Et Boris Grésillon de continuer: « avec Euroméditerranée, on a un effet de façade où le bord de mer change et l’arrière-cour reste délaissée. Il y a le décor et son envers. La façade maritime est en chantier avec un évident effet de vitrine culturelle. En revanche, les coulisses ne sont pas reluisantes. L’effet de façade est perceptible d’un simple regard. Ces changements urbains en trompe-l’œil peuvent avoir des effets désastreux. On risque de casser le vivre ensemble, les liens inter-sociaux et interculturels qui sont déjà très fragiles. D’autre part, à force de courir après les labels, on finit par plaquer des schémas venus d’ailleurs. Or, Marseille est une ville qui résiste aux normes extérieures. A vouloir se raccrocher à toute force à ces labels, on en oublie de jouer sur ses propres qualités. Par exemple, on a l’impression que le cosmopolitisme de la ville n’apparaît nulle part dans les projets de 2013. Comme s’il y avait une invisibilité des initiatives. Si la capitale doit servir à quelque chose, c’est justement dans la mise en évidence des atouts invisibles de la ville. Ces atouts sont l’espace, les énergies créatrices souvent invisibles, le cosmopolitisme et la mentalité. Elle relève d’une nonchalance positive qui peut passer pour de l’indifférence, mais qui est prête à s’enflammer quand le moment est venu« .

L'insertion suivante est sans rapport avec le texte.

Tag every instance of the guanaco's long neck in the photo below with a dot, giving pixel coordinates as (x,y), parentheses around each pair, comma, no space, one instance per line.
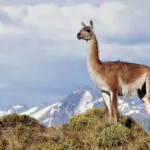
(93,61)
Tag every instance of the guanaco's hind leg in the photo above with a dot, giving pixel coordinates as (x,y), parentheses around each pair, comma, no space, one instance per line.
(107,101)
(111,104)
(144,94)
(114,107)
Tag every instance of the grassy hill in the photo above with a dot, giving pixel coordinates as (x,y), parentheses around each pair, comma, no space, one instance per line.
(88,131)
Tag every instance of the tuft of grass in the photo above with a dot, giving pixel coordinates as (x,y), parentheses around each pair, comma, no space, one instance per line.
(91,130)
(114,135)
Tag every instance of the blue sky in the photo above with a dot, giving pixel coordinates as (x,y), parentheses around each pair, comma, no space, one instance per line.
(42,61)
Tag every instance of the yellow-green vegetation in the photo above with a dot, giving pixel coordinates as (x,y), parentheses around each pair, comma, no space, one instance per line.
(91,130)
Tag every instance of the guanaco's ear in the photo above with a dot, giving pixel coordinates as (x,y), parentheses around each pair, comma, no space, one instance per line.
(83,24)
(91,24)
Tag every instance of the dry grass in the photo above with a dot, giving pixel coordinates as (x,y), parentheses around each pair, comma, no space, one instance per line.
(88,131)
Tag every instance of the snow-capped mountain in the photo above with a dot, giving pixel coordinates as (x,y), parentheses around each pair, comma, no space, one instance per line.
(78,102)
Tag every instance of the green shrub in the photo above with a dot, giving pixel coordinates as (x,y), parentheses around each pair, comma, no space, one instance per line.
(65,126)
(14,119)
(78,122)
(114,135)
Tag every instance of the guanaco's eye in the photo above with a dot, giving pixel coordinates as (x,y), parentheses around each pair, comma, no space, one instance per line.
(88,30)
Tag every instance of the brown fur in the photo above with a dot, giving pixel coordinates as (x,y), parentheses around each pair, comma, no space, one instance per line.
(112,72)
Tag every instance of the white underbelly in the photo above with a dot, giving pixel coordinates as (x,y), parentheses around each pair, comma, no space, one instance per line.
(130,90)
(100,84)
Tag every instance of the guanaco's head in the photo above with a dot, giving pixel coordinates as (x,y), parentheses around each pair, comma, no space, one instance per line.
(86,31)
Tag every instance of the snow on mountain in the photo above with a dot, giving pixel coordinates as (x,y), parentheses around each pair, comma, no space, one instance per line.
(16,109)
(78,102)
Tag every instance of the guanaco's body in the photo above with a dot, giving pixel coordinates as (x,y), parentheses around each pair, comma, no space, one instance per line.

Prêts à s’enflammer les marseillais? Pas si sûre. Ils en pensent quoi de MP2013, eux les premiers concernés? Avec cinq bons points de vie encore en ma possession, je fais un double-six et pars à la rencontre de l’autochtone. Rendez-vous au chapitre 6.

Chapitre 4: ta mère le château

Après deux heures de marche en Converse sur les caillasses de Montredon, je décide de faire une pause. Une Lucky Strike me fait de l’œil, je l’allume nonchalamment en pensant que la mer, mais qu’elle est belle, mais qu’elle est belle mais qu’elle est bleue, c’est dingue. Bien ravigotée par cette communion avec la nature, je tèj mon mégot et reprend ma rando. Malheureusement, mon Dieu bonneuh mèreuh, un incendie se déclare et m’accule – du coup j’avance ou je recule? – au bord de la falaise. J’ai le choix entre mourir immolée façon merguez provençale ou sauter en espérant des fonds cléments. Je jette les dés. Je fais un minable 3. Je saute donc, jette un dernier coup d’œil au château d’If. Si maman si, si maman tu voyais ma vie. Ma mort à Marseille. Fin de l’aventure. Game Over.

INTERMISSION Fin de l’épisode I (la suite la semaine prochaine)

Illustration pour Gonzaï : Styli Boc


[1] Marseille-Provence 2013 comprend  97 communes sur un territoire qui va d’Arles à Toulon.
[2]
http://www.leravi.org/spip.php?article1244
[3]
http://www.leravi.org/spip.php?article1244
[4]
Direction de l’aménagement du territoire
[5]
http://upr-marseille.com/un-enjeu-capitale-marseille-provence-2013/

8 commentaires

  1. Ouh la, comme c’est bien senti tout ça : papier documenté, analyse et point de vue à la marge de ce que nous servent les médias sur le sujet actuellement. Sans parler du style. Vivement la suite.

  2. Vous n’avez décidément rien compris à Marseille. Y’a que du vide dans cet article (à part lorsque vous citez Grésillon) et une condescendance parisianniste particulièrement détestable.